The energy ministry’s guideline in “Guidelines for development of Hydro Electric Projects Sites” dated May 23, 2006 speaks of this in clearcut terms. It says that 12 per cent of free power should be used for developmental facilities for the displaced population. The there is an official memorandum on this dated May 17, 1989, which says that “since the Home States are increasingly finding it difficult to locate alternative land and resources for rehabilitation of the oustees in hydro-electric projects”, they need to be “suitably assisted by giving incentives, such as the (proposed) 12 per cent free power, to enable them to take care of the problems of rehabilitation in the areas affected by the hydro-electric projects.”

It adds, “Without such assistance and incentives, considerable hydel potential of the country would remain unutilized. Accordingly, the state government shall be entitled to realize 12% free power from the project for local area development and mitigation of Guidelines for development of Hydro Electric Projects Sites hardships to the project affected people in line with the Govt. of India policy”.

Also, according to the Hydro power Policy, 2008, under the chapter “Salient Features of New Hydro power Policy”, it is stated that “an additional 1 per cent free power from the project would be provided and earmarked for a Local Area Development Fund, aimed at providing a regular stream of revenue for income generation and welfare schemes, creation of additional infrastructure and common facilities etc.”

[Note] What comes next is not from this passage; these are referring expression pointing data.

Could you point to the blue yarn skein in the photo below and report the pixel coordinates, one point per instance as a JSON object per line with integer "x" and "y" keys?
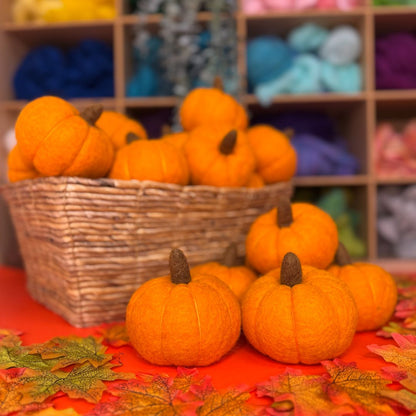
{"x": 268, "y": 57}
{"x": 342, "y": 46}
{"x": 308, "y": 37}
{"x": 41, "y": 72}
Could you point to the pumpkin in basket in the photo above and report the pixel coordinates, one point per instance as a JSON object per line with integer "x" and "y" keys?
{"x": 373, "y": 288}
{"x": 219, "y": 156}
{"x": 152, "y": 160}
{"x": 237, "y": 277}
{"x": 299, "y": 314}
{"x": 59, "y": 141}
{"x": 183, "y": 320}
{"x": 118, "y": 126}
{"x": 19, "y": 169}
{"x": 275, "y": 156}
{"x": 208, "y": 106}
{"x": 301, "y": 228}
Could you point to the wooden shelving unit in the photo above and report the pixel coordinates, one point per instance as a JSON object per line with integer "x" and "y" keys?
{"x": 356, "y": 115}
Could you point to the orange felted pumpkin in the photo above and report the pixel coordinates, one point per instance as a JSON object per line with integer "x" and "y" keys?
{"x": 183, "y": 321}
{"x": 237, "y": 277}
{"x": 299, "y": 314}
{"x": 219, "y": 156}
{"x": 373, "y": 288}
{"x": 118, "y": 126}
{"x": 301, "y": 228}
{"x": 208, "y": 106}
{"x": 275, "y": 156}
{"x": 19, "y": 169}
{"x": 59, "y": 141}
{"x": 152, "y": 160}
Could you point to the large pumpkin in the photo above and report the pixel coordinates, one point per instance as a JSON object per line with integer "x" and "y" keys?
{"x": 275, "y": 156}
{"x": 118, "y": 126}
{"x": 219, "y": 156}
{"x": 183, "y": 320}
{"x": 373, "y": 288}
{"x": 301, "y": 228}
{"x": 19, "y": 169}
{"x": 59, "y": 141}
{"x": 208, "y": 106}
{"x": 299, "y": 314}
{"x": 237, "y": 277}
{"x": 152, "y": 160}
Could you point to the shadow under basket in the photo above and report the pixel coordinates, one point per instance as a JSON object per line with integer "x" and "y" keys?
{"x": 87, "y": 244}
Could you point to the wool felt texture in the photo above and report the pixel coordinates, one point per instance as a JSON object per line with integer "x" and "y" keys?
{"x": 342, "y": 46}
{"x": 268, "y": 57}
{"x": 395, "y": 62}
{"x": 267, "y": 242}
{"x": 86, "y": 70}
{"x": 374, "y": 291}
{"x": 396, "y": 222}
{"x": 312, "y": 321}
{"x": 192, "y": 324}
{"x": 275, "y": 155}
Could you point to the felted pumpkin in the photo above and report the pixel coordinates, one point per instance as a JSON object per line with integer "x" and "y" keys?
{"x": 152, "y": 160}
{"x": 19, "y": 169}
{"x": 59, "y": 141}
{"x": 208, "y": 106}
{"x": 219, "y": 156}
{"x": 182, "y": 320}
{"x": 373, "y": 288}
{"x": 118, "y": 126}
{"x": 275, "y": 156}
{"x": 237, "y": 277}
{"x": 299, "y": 314}
{"x": 301, "y": 228}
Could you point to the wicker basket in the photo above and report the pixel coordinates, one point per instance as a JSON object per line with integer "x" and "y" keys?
{"x": 88, "y": 244}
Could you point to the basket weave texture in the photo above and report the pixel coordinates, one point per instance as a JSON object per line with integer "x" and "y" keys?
{"x": 87, "y": 244}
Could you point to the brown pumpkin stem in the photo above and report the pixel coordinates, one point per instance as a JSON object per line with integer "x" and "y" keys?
{"x": 230, "y": 256}
{"x": 218, "y": 83}
{"x": 289, "y": 132}
{"x": 342, "y": 257}
{"x": 284, "y": 212}
{"x": 131, "y": 137}
{"x": 92, "y": 113}
{"x": 291, "y": 270}
{"x": 179, "y": 268}
{"x": 227, "y": 144}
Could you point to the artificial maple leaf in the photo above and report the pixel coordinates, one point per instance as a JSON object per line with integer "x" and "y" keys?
{"x": 10, "y": 337}
{"x": 364, "y": 391}
{"x": 306, "y": 393}
{"x": 230, "y": 403}
{"x": 403, "y": 355}
{"x": 83, "y": 381}
{"x": 115, "y": 335}
{"x": 71, "y": 350}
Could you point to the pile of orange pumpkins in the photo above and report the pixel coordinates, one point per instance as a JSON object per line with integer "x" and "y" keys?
{"x": 216, "y": 147}
{"x": 298, "y": 298}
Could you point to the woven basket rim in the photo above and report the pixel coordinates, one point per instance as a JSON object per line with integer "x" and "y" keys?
{"x": 136, "y": 184}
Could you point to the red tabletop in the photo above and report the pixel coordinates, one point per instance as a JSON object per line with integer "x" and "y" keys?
{"x": 243, "y": 365}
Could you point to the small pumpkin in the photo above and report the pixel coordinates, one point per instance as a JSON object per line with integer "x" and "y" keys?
{"x": 275, "y": 156}
{"x": 152, "y": 160}
{"x": 208, "y": 106}
{"x": 59, "y": 141}
{"x": 299, "y": 314}
{"x": 237, "y": 277}
{"x": 19, "y": 169}
{"x": 118, "y": 126}
{"x": 182, "y": 320}
{"x": 219, "y": 156}
{"x": 301, "y": 228}
{"x": 373, "y": 288}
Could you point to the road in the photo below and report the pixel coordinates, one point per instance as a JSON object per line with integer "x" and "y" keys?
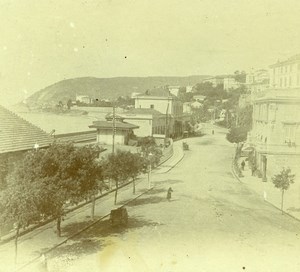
{"x": 213, "y": 223}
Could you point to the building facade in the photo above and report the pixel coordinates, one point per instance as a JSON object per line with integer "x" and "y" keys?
{"x": 275, "y": 134}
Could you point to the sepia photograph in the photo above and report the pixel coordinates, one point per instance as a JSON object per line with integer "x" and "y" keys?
{"x": 149, "y": 136}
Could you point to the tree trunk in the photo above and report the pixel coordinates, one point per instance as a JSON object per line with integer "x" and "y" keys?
{"x": 282, "y": 193}
{"x": 116, "y": 192}
{"x": 93, "y": 206}
{"x": 133, "y": 182}
{"x": 16, "y": 242}
{"x": 58, "y": 229}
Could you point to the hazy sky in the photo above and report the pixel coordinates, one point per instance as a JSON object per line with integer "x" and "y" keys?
{"x": 42, "y": 42}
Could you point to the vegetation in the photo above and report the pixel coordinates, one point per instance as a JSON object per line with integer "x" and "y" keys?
{"x": 237, "y": 134}
{"x": 282, "y": 181}
{"x": 59, "y": 174}
{"x": 104, "y": 88}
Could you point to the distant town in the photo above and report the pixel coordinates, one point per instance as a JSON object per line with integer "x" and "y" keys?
{"x": 245, "y": 124}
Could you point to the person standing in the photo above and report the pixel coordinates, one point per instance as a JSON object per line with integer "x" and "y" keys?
{"x": 169, "y": 194}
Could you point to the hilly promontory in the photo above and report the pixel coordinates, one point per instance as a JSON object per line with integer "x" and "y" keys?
{"x": 105, "y": 88}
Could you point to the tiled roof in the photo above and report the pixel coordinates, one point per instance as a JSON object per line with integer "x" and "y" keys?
{"x": 17, "y": 134}
{"x": 109, "y": 125}
{"x": 77, "y": 137}
{"x": 159, "y": 92}
{"x": 144, "y": 111}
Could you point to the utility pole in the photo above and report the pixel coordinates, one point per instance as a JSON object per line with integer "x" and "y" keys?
{"x": 114, "y": 128}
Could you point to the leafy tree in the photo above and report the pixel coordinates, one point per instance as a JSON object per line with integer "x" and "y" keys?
{"x": 62, "y": 173}
{"x": 237, "y": 134}
{"x": 69, "y": 104}
{"x": 19, "y": 205}
{"x": 116, "y": 168}
{"x": 135, "y": 166}
{"x": 282, "y": 181}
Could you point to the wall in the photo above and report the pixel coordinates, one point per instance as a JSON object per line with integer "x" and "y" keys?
{"x": 105, "y": 137}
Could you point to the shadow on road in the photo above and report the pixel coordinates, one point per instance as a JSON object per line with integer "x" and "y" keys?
{"x": 92, "y": 240}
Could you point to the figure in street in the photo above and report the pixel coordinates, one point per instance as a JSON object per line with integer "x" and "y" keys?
{"x": 243, "y": 165}
{"x": 169, "y": 194}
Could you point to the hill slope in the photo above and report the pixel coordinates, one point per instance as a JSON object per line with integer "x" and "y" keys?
{"x": 105, "y": 88}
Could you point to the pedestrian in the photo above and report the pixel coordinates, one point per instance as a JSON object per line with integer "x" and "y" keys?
{"x": 243, "y": 165}
{"x": 43, "y": 263}
{"x": 169, "y": 194}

It adds, “This money should be utilized to provide amenities that have remained pending for the displaced people in Pathri Bhaag 1,2,3,4, Haridwar.”

Based on these facts, the Matu Janasangathan demands:

  • The displaced should get the land rights immediately. The rights should be as mentioned in “Sankramani Z a category K” (“संक्रमणी जैड ए श्रेणी क”). If there is an issue of forest land, the state government needs to deal it with centre and the forest department itself but the land rights to the people need to be immediately given.
  • All the displaced rural locations should be declared “revenue” villages immediately.
  • According to the guidelines of the Energy Ministry, free electricity should be provided to these villages and central government should be approached if needed for its quick application.
  • Education, health, transport, irrigation and drinking facilities should be immediately provided to these villages. For its expenses, 12 per cent free electricity from Tehri HEP in which Koteshwar Dam also comes should be utilized.
  • For all these works, associations of the displaced should only be assigned the responsibility for quality management and better surveillance.
  • Because of displacement and 35 years of unavailability of basic amenities, we’ve remained backward socially, politically, economically and educationally. Therefore, Pathri Part 1, 2, 3, 4 should be declared backward regions constitutionally.

The state and central government should together work to accomplish these work. Before making dams, there is a need to regulate the displacement, rehabilitation and environmental concerns of the old projects. This is the demand of justice.